What it does is eliminate the largest single class of reasoning errors in intervention selection. It provides a testable hypothesis for why prior interventions may have failed: the interventions were sound but they were applied at the wrong biological moment. It also provides a criterion for evaluating any proposed next step: does this address the biological state, or does it assume the biological state is already capable?
That criterion won’t choose for you.
But it will stop you from choosing incoherently.
What Comes Next
The sequencing logic raises an obvious question: if biological state restoration is the prerequisite, what reliably does it?
This is the question SLM 8 takes up.
Psychedelics are not the only answer. But they have a specific and increasingly well-documented action on each of the three biological conditions this essay has described. The evidence (and the important limits of that evidence) is the subject of SLM 8. The short version: a temporary but reliable shift in each of the three gates appears possible. That shift is a window, not a solution. What you do inside it is.
That distinction is what makes SLM 8 necessary. And what SLM 9 resolves.
References
Arnsten, Amy F. T. 2009. “Stress Signalling Pathways That Impair Prefrontal Cortex Structure and Function.” Nature Reviews Neuroscience 10 (6): 410–22.

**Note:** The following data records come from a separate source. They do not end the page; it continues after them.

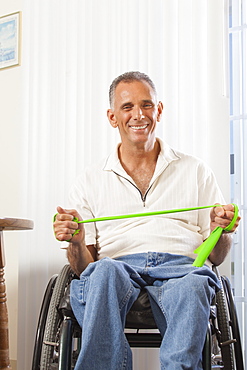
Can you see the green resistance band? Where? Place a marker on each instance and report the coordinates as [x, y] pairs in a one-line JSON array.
[[203, 250]]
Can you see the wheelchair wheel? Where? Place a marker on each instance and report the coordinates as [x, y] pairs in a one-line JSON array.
[[48, 360], [228, 333], [238, 354], [224, 334]]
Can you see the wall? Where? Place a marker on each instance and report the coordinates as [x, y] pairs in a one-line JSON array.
[[10, 192]]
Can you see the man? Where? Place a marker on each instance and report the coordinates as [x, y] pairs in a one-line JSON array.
[[152, 253]]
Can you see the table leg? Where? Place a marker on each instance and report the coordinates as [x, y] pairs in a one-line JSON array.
[[4, 333]]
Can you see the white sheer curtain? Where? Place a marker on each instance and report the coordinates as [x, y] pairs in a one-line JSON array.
[[71, 52]]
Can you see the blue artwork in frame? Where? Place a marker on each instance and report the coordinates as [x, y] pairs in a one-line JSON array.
[[10, 40]]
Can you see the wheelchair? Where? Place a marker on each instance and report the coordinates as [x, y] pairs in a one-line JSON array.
[[58, 335]]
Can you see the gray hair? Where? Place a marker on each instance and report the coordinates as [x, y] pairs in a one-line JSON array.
[[129, 77]]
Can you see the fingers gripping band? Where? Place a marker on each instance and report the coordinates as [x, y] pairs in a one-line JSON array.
[[203, 250]]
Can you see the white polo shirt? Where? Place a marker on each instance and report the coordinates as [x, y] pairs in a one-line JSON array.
[[179, 181]]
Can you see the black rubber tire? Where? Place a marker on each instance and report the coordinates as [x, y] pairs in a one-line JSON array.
[[41, 323], [238, 354], [224, 335], [53, 317]]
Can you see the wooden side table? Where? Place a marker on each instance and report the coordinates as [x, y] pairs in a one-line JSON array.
[[7, 224]]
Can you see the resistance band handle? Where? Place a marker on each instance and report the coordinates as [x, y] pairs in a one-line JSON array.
[[204, 250]]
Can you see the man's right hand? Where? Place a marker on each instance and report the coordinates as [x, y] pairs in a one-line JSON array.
[[64, 226]]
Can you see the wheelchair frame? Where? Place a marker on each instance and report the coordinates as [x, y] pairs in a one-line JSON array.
[[58, 335]]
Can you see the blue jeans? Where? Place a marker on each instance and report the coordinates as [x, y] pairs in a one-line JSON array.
[[180, 297]]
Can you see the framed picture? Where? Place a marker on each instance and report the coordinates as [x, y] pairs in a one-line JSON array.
[[10, 40]]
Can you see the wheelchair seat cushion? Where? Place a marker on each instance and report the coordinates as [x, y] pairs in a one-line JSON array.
[[140, 315]]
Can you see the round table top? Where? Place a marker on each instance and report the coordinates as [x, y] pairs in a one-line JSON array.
[[15, 224]]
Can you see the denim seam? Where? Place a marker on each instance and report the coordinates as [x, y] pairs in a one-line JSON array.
[[125, 354], [126, 298]]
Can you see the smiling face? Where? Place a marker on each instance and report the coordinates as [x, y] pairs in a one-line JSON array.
[[135, 112]]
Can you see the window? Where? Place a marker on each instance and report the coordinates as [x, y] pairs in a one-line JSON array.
[[238, 147]]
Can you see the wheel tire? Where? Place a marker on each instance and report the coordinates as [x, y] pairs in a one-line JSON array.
[[41, 323], [53, 318], [234, 323]]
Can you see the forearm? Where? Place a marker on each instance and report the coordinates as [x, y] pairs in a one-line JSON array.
[[79, 256], [221, 249]]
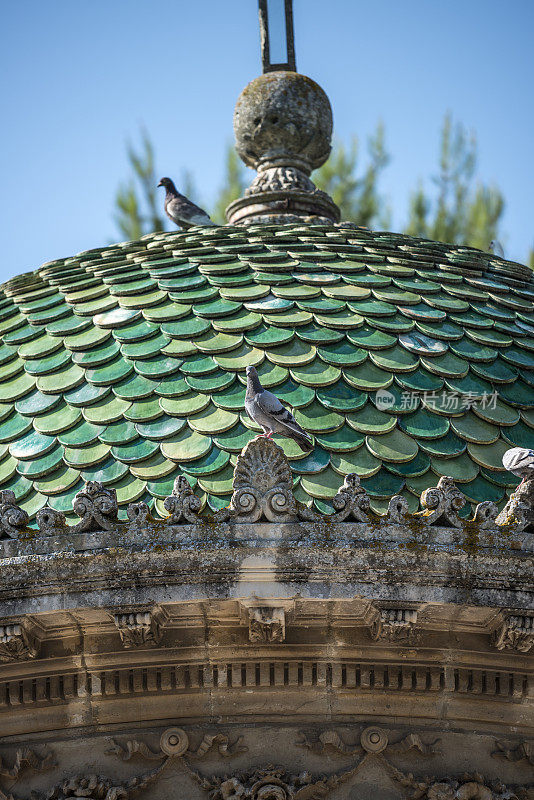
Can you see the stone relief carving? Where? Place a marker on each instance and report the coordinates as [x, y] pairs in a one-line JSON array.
[[271, 783], [138, 628], [372, 740], [394, 624], [97, 507], [516, 633], [25, 758], [442, 503], [278, 179], [470, 786], [183, 505], [519, 509], [174, 742], [524, 750], [16, 644], [267, 624], [13, 520], [263, 484], [263, 491]]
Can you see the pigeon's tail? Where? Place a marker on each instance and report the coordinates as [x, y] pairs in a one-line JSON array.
[[303, 441]]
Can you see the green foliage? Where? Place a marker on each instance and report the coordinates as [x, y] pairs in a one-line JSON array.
[[457, 211], [357, 197], [136, 215], [235, 182], [461, 213]]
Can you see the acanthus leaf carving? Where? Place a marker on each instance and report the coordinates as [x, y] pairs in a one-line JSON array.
[[13, 519], [16, 644], [97, 506], [50, 521], [263, 484], [394, 624], [516, 633], [442, 503], [138, 628], [183, 504], [267, 624], [351, 501]]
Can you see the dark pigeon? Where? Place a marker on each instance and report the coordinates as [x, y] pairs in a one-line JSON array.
[[181, 210], [266, 409], [520, 461]]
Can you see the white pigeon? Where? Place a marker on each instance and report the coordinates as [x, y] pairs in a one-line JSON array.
[[181, 210], [496, 248], [520, 461], [266, 409]]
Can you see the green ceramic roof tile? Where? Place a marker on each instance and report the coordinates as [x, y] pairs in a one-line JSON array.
[[424, 425], [134, 367], [187, 445], [61, 418], [395, 446], [42, 465], [341, 397], [86, 457], [370, 420], [361, 461], [519, 435], [316, 418], [97, 356], [490, 455], [367, 377], [462, 468]]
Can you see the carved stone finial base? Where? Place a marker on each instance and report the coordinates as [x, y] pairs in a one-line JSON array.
[[283, 128]]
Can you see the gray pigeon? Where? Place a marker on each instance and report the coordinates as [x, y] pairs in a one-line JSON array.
[[266, 409], [181, 210], [496, 248], [520, 461]]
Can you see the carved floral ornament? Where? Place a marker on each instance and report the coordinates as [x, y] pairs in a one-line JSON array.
[[271, 782], [263, 491]]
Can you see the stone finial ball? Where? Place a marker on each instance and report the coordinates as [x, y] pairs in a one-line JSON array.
[[283, 118]]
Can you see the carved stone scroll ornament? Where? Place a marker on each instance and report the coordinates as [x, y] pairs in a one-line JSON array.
[[469, 786], [183, 505], [175, 743], [263, 484], [519, 510], [372, 740], [271, 783], [16, 644], [13, 520], [138, 629], [97, 507], [516, 633]]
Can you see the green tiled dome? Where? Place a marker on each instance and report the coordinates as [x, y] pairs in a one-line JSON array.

Kraemer, Helena Chmura, G. Terence Wilson, Christopher G. Fairburn, and W. Stewart Agras. 2002. “Mediators and Moderators of Treatment Effects in Randomized Clinical Trials.” Archives of General Psychiatry 59 (10): 877.
LeDoux, Joseph E. 2016. Anxious: Using the Brain to Understand and Treat Fear and Anxiety. Penguin Books.
Porges, Stephen W. 2011. The Polyvagal Theory: Neurophysiological Foundations of Emotions, Attachment, Communication, and Self-Regulation. W. W. Norton & Company.
Singal, Amit G., Peter D. R. Higgins, and Akbar K. Waljee. 2014. “A Primer on Effectiveness and Efficacy Trials.” Clinical and Translational Gastroenterology 5 (1): e45.
van der Kolk, Bessel A. 2015. The Body Keeps the Score: Brain, Mind and Body in the Healing of Trauma. Penguin Books.